Ms Clark: I will listen very carefully to what the Minister has to say at the end of the debate, but I agree that it is a great shame that we have such a short time to debate these issues. It is a complete underestimation of their importance. I will keep my comments relatively brief to enable other Members to come in.
Marine diversity is not about one particular type of fauna, flora or fish. We are facing a situation in which our whole marine ecosystem is under threat. We have to recognise the scale of the problem not just by passing the Bill but in the steps that we take thereafter, to ensure that we get a network of marine conservation zones to protect the whole marine ecosystem.
Often, steps are taken to provide protection for fashionable types of creature, and some of the most important types of ecosystem might be protected, but the reality is that the world we live in and the marine environment are interlinked and interwoven. The consequences of the ecosystem deteriorating are significant for all of us. We debate climate change and other environmental issues regularly, but we often do not give marine life the attention that it deserves. Unless we ensure that we have a significant network of marine reserves, we will all be under threat.
I will listen carefully to what the Minister says. I would like an explanation of why the Government believe the amendment is not necessary, and I want assurances that this Government or any future Minister will be able to do whatever they can under the Bill's current wording. Many of us feel that the amendment would be a significant improvement and extend the range of circumstances in which an MCZ could be created.
Mr. Benyon: I congratulate the hon. Member for North Ayrshire and Arran (Ms Clark) on tabling the amendment. Right from the start, we have supported an ecosystem approach to the designation of marine conservation zones, and we believe that the amendment would provide further options for designation.
In Committee, I was opposed to attempts to require the designation of a defined percentage of our seas, and I stand by that position as I want the Bill to be effective. It would be easy for any Government to achieve a particular percentage by designating relatively benign or uninteresting parts of the sea. We want an ecologically coherent network of MCZs to be implemented as quickly as possible.
I am inclined to support amendment 3, as it leads on from that original proposal in a more sensible way. It would not serve to upset the balance that has been achieved between socio-economic and environmental considerations, and if it is pressed to a vote, we will support it.
Mr. Austin Mitchell: I shall not detain the House long, but I am concerned to introduce the principle that the existing social and economic interests of fishing communities be a dominant consideration in deciding on and running MCZs. The embryonic science that could underpin a scientific basis for designation does not exist-we do not know enough about the marine environment and the science is not strong enough. Therefore, a science-only approach is not going to work-it needs to be supplemented by a concern for safeguarding the interests of coastal communities, which have a special interest in keeping the fishing industry going and in fishing in such areas.
In other words, the science is uncertain, but fishermen's livings are clear and certain, and they need to be taken into account.
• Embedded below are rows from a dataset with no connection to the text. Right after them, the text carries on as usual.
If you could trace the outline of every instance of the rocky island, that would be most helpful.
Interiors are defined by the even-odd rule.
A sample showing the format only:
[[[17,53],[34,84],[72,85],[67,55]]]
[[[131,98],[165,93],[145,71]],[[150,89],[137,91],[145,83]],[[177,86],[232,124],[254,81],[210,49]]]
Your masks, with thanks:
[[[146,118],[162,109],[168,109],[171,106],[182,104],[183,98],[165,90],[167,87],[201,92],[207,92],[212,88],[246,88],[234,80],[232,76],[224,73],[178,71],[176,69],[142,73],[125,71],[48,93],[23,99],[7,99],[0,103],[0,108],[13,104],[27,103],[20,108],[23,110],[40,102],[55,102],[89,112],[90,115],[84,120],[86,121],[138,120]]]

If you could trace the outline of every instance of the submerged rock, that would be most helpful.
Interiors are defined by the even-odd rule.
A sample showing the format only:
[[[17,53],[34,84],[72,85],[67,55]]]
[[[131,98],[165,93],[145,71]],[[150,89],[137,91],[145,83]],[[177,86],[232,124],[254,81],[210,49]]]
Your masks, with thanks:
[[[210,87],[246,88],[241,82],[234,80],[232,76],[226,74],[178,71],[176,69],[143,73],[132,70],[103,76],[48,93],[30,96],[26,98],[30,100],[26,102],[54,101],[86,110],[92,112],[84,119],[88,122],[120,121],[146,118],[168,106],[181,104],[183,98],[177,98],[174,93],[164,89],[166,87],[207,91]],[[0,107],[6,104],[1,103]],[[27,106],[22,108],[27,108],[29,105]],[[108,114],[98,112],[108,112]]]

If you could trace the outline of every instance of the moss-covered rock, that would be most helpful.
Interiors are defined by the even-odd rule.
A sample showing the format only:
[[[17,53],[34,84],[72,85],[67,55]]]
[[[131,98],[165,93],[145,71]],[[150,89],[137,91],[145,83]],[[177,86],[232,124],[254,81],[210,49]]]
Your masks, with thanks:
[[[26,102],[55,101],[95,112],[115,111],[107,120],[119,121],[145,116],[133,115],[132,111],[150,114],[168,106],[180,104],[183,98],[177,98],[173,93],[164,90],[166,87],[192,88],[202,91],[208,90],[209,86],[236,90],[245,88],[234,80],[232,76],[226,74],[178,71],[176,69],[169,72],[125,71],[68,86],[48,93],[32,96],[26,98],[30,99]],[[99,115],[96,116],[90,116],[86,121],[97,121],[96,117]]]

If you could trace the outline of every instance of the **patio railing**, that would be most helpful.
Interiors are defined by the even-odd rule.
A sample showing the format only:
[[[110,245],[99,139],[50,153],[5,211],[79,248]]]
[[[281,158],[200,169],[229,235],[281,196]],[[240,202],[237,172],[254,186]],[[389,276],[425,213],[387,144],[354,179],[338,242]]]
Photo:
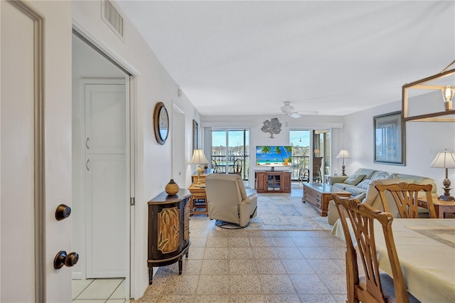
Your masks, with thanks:
[[[218,172],[226,173],[226,156],[212,155],[211,159],[217,164]],[[228,156],[228,171],[233,172],[234,161],[240,159],[242,160],[242,179],[244,181],[249,179],[250,171],[250,156]],[[291,171],[291,179],[292,181],[299,181],[299,171],[301,168],[309,169],[309,156],[292,156],[292,161],[288,169]]]

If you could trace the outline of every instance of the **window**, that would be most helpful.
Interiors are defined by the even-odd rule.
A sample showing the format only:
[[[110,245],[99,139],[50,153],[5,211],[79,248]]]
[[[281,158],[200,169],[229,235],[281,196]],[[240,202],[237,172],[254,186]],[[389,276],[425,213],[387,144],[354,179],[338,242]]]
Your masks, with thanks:
[[[292,146],[292,180],[302,181],[307,171],[304,181],[324,182],[324,175],[330,171],[330,130],[290,130],[289,143]]]
[[[247,181],[250,171],[250,130],[212,129],[210,161],[216,163],[215,173],[240,174]],[[240,164],[239,166],[235,163]]]

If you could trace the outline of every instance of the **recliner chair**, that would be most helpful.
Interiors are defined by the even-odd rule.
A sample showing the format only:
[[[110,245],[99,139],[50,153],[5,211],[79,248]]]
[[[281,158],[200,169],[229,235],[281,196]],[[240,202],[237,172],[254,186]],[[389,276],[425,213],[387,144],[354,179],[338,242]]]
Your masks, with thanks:
[[[208,217],[220,221],[247,226],[257,214],[257,196],[247,195],[237,174],[212,174],[205,177]],[[218,224],[221,227],[223,224]]]

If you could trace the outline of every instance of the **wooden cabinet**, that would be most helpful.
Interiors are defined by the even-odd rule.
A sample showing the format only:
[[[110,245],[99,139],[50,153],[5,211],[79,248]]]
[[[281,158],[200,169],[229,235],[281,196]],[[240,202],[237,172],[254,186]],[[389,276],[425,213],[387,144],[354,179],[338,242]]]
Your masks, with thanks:
[[[255,178],[258,193],[291,192],[291,171],[256,171]]]
[[[178,274],[182,273],[182,258],[183,255],[188,257],[191,244],[191,196],[187,189],[173,196],[164,191],[149,201],[149,284],[152,283],[154,267],[178,261]]]

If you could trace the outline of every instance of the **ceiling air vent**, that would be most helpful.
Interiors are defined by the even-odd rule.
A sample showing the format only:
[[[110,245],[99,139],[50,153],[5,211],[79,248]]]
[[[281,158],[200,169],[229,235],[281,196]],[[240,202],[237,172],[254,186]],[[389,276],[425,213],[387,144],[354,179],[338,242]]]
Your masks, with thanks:
[[[125,41],[123,17],[109,0],[101,1],[101,18],[123,42]]]

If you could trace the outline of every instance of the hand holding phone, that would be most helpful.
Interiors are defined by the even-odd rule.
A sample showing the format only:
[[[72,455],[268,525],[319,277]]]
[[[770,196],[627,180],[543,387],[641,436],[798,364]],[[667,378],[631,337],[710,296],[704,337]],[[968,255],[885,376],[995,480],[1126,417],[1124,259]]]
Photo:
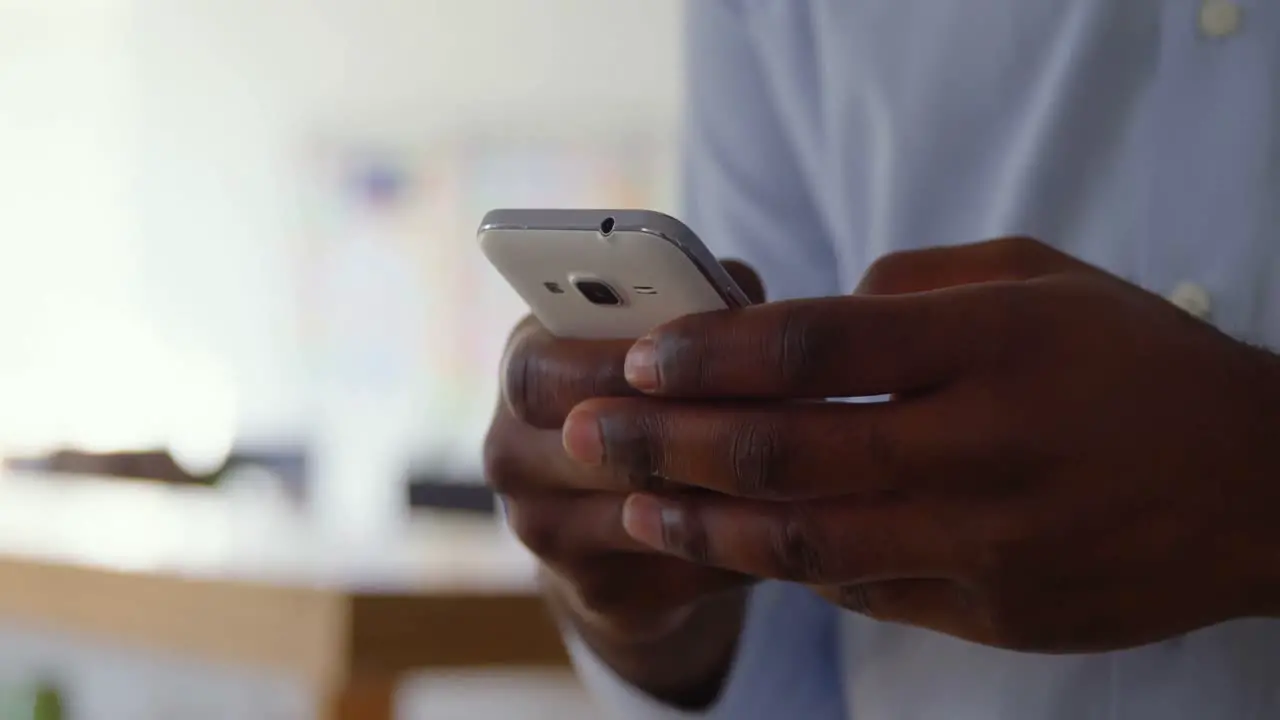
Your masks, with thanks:
[[[572,461],[561,427],[585,400],[636,395],[622,373],[634,338],[681,315],[746,305],[742,288],[759,283],[737,265],[739,286],[691,231],[657,213],[500,210],[479,236],[535,314],[507,345],[486,480],[577,635],[632,684],[699,705],[732,659],[753,580],[632,539],[616,478]]]

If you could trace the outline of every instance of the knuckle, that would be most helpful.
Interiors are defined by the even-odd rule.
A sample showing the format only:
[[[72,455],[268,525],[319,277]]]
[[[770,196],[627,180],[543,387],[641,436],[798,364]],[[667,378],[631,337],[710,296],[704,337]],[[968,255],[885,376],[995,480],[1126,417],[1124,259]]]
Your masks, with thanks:
[[[746,421],[730,439],[730,483],[741,497],[773,497],[786,465],[782,430],[765,421]]]
[[[634,603],[634,588],[607,573],[584,573],[573,579],[577,601],[591,612],[613,615]]]
[[[782,331],[777,337],[776,357],[778,382],[783,388],[804,387],[815,375],[818,364],[818,318],[806,305],[787,307],[782,316]]]
[[[861,432],[855,436],[855,442],[860,445],[861,456],[867,466],[876,474],[873,483],[881,483],[884,489],[891,489],[892,478],[901,469],[897,434],[879,420],[878,415],[868,414],[860,424]]]
[[[527,511],[518,500],[511,500],[507,524],[512,534],[538,557],[561,555],[561,523],[536,511]]]
[[[1028,277],[1047,270],[1051,250],[1043,242],[1027,236],[998,237],[987,241],[987,251],[993,263],[1009,277]]]
[[[836,589],[836,603],[846,610],[851,610],[868,618],[878,618],[878,603],[872,597],[874,585],[859,583],[855,585],[840,585]]]
[[[600,428],[609,465],[631,489],[654,489],[667,466],[666,419],[660,414],[608,411],[600,414]]]
[[[544,419],[544,378],[539,372],[536,333],[512,338],[502,361],[502,396],[521,423],[539,425]]]
[[[892,295],[899,292],[915,265],[918,251],[900,250],[881,255],[863,273],[858,292],[865,295]]]
[[[772,533],[771,552],[780,577],[806,583],[826,583],[828,562],[813,525],[792,511]]]
[[[708,360],[713,342],[705,318],[681,318],[654,337],[654,359],[664,392],[699,395],[712,387],[716,370]]]

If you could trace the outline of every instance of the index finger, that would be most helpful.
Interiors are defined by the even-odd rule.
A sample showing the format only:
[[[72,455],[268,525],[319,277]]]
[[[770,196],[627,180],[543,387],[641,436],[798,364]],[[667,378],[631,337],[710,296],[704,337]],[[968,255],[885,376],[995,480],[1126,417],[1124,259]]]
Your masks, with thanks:
[[[1006,345],[1021,283],[792,300],[681,318],[637,341],[626,378],[669,397],[828,398],[941,387]]]
[[[635,395],[622,374],[630,346],[558,338],[530,315],[516,325],[502,357],[503,402],[522,423],[556,429],[584,400]]]

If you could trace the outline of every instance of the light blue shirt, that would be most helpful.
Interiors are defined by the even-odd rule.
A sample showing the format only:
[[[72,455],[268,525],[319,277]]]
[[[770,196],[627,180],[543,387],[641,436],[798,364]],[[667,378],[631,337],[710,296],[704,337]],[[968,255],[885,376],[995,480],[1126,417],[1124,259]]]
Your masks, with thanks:
[[[694,0],[685,218],[772,299],[1032,234],[1280,346],[1280,3],[1204,1]],[[573,652],[622,716],[686,716]],[[1037,656],[764,583],[708,716],[1277,719],[1280,621]]]

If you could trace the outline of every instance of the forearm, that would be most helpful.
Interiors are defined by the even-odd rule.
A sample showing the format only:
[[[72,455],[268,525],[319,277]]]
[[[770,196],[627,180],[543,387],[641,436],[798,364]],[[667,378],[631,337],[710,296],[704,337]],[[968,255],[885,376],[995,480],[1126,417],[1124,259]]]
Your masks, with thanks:
[[[1243,473],[1257,492],[1249,493],[1252,511],[1240,524],[1247,615],[1280,618],[1280,355],[1251,350],[1254,392],[1247,428],[1253,450]]]
[[[620,678],[681,710],[704,710],[719,696],[746,616],[748,591],[731,591],[703,601],[660,634],[632,634],[585,618],[550,573],[544,573],[543,592],[556,616]]]

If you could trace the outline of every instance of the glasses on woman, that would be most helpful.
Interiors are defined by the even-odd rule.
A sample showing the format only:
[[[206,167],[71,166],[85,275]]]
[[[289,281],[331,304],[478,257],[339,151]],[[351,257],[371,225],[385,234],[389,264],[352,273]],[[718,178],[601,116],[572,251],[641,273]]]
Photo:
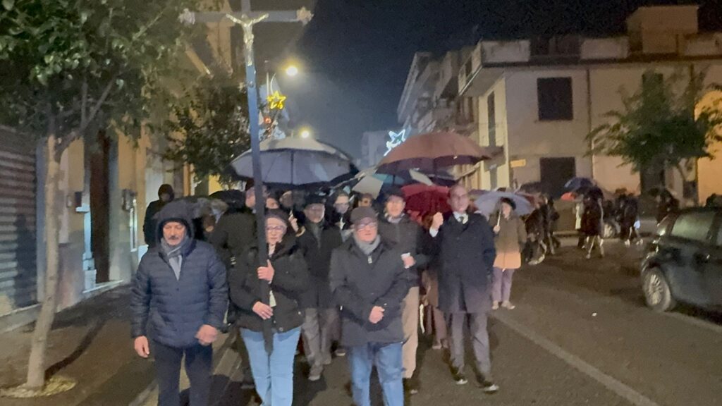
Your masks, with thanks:
[[[278,231],[279,233],[283,233],[286,231],[286,228],[283,225],[266,225],[266,231]]]
[[[366,230],[366,229],[374,229],[376,228],[378,226],[378,223],[376,223],[375,221],[369,221],[369,222],[358,223],[355,225],[354,227],[355,227],[357,230],[360,231],[362,230]]]

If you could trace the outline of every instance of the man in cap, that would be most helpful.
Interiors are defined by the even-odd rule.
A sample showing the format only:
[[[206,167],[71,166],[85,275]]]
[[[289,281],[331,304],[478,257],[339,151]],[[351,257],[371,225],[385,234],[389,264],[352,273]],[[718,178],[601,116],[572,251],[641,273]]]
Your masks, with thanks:
[[[143,236],[145,238],[145,243],[148,244],[148,248],[153,248],[156,243],[156,230],[158,227],[158,222],[155,219],[156,215],[160,212],[163,206],[173,202],[173,187],[168,183],[160,185],[158,188],[158,199],[151,202],[148,207],[145,210],[145,220],[143,221]]]
[[[370,207],[351,213],[354,233],[334,251],[331,290],[341,306],[342,344],[348,349],[352,392],[357,406],[370,406],[374,365],[386,406],[404,405],[401,303],[409,279],[401,251],[378,235],[378,218]]]
[[[492,380],[487,316],[492,307],[496,259],[494,234],[484,216],[468,212],[469,193],[464,186],[449,189],[448,203],[453,213],[446,218],[436,213],[430,233],[439,250],[439,308],[449,319],[453,379],[458,385],[468,382],[464,359],[464,327],[468,318],[477,380],[484,392],[493,393],[499,387]]]
[[[419,269],[428,262],[422,254],[422,230],[406,215],[404,193],[393,188],[385,194],[384,216],[378,223],[378,233],[386,243],[400,251],[407,269],[409,290],[404,299],[401,321],[404,325],[404,387],[410,394],[419,392],[416,370],[416,350],[419,346]]]
[[[325,221],[326,207],[323,196],[311,195],[303,210],[305,220],[299,230],[297,243],[308,264],[310,280],[308,289],[301,296],[304,309],[302,329],[304,352],[310,365],[310,381],[318,381],[323,366],[331,364],[333,327],[339,318],[329,285],[331,254],[343,242],[341,230]]]
[[[213,350],[228,306],[226,269],[213,247],[193,240],[188,208],[167,204],[158,215],[157,244],[138,267],[132,287],[135,350],[155,355],[159,406],[180,406],[180,363],[191,381],[191,406],[208,404]],[[149,342],[146,324],[154,332]]]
Amendments 16, 19 and 21, which I tabled, simply emphasise the importance of the social and economic interests of existing fishing communities and the fishing industry in the zones. To my mind, that must be a dominant and important consideration, but it is not in the Bill.
Mr. Gummer: I rise to support amendment 3, which has been moved by the hon. Member for North Ayrshire and Arran (Ms Clark). The first reason is that to talk about the zones without talking at this point about ecosystems misses the point-it does not make the vital point that the system is a central part of a sensible conservation measure.